Guiced-up GWT RequestFactory Gotchas

 

First of all, all due credit to Etienne for his amazing blog post, as well as the super simplified library that helped me get service-side Guice setup properly with GWT RequestFactory.

There were a few extra issues that I ran into, that took me some time to figure out. So I present an example of how to put the Locators together for convenient Guice'ing.

Technology assumptions:

  • AppEngine Java
  • GWT RequestFactory
  • JDO entities
  • Guice for server-side DI

This post assumes you're already familiar with GWT RequestFactory setup as well as with Guice. It also assumes you'll follow this along-side Etienne's post. Also, I've tested this with GWT 2.5. Additionally, my primary motivation for setting up Guice, was to get a Request-scoped PersistenceManager for JDO, or rather implement the OpenSessionInView pattern.

  1. Proxy locators and service locators.
    The basic GWT RequestFactory guide provided by Google mentions two ways of setting up Proxy and Request interfaces
    • a simple approach using static methods in your Entity
    • use of Locators supporting instance methods in your Dao.

      For using Guice and OSIV pattern, you have to follow the follow this 2nd option. And here's why:

      Guice will be injecting the request-scoped PersistenceManger for us, like this:

      public class MyObj {
          private Provider pmp;
          @Inject
          public MyObj(Provider pmp) {
            this.pmp = pmp;
          }
      }

      Now, if you're following the "simple approach", of course, using static methods is not good from a testability point-of-view. But even otherwise, to use a "PersistenceManager" in the entity, you would have to @Inject it. This means that your Entity will no longer have a "default constructor", and you'll have to provide it a PersistenceManager instance wherever you have to instantiate it. It also means you can no longer have a
      Builder for your entity.

      Hence, you should follow the second approach, and set up locators and DAO services as mentioned in Etienne's post.

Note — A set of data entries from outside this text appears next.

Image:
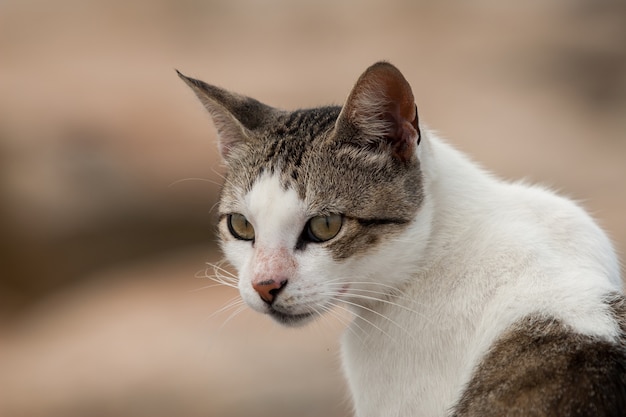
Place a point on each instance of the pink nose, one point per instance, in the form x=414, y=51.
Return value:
x=269, y=289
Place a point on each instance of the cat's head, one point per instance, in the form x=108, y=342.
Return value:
x=319, y=206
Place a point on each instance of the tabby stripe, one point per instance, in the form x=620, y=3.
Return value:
x=379, y=222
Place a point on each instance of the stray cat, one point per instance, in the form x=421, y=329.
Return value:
x=471, y=296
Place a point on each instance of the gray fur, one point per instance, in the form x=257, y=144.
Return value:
x=541, y=368
x=331, y=162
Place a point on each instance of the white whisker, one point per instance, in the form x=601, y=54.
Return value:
x=192, y=179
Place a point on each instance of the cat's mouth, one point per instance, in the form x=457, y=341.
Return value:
x=290, y=319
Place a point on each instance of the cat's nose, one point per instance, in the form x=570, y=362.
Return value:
x=269, y=289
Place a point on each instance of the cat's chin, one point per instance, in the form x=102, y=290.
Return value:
x=291, y=320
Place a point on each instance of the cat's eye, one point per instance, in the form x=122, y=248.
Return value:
x=240, y=227
x=323, y=228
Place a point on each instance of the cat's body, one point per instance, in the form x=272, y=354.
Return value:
x=472, y=296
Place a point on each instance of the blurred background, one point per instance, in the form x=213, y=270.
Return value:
x=109, y=175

  2. Setting up Guice-servlet
    To make the best out of Guice, you might want to bring down web.xml to its bare minimum. Here is what I would recommend bringing down the web.xml file to:


    • Guice filter config
      This is evident. Without this, your Guice won't get triggered.

    • welcome-file-list (files for static serving) 
      This is what gets served if the URL path doesn't match any pattern.

    • security contraints (E.g. for AppStats)
      Now.. where does everything else go? All "servlet", "filter" and "listener" mappings go into a Guice "ServletModule". In case your web.xml specifies specifies <param-value>'s, these can be
      put into a HashMap and passed to their respective filters(See Initialization parameters).


  3. Setting up Request-scoped PersistenceManager

    For setting up your PersistenceManager with Guice, I recommend Yaniv Kessler's blog post. As he himself puts it - it's good for prototyping and small projects. As the project grows, however, a better framework like guice-persist is recommended. When I last checked Guice-persist didn't offer direct support for JDO. Lets hope this comes soon.


Finally, if you're not tied down to using JDO, David Chandler's blog posts addresses how to configure GWT RequestFactory with Objectify, where you won't have to worry about OpenSessionInView, and perhaps can avoid Guice for DI on the server-side altogether.

For information on implementing client-side GIN, you may also want to see this post by Stefan Rock.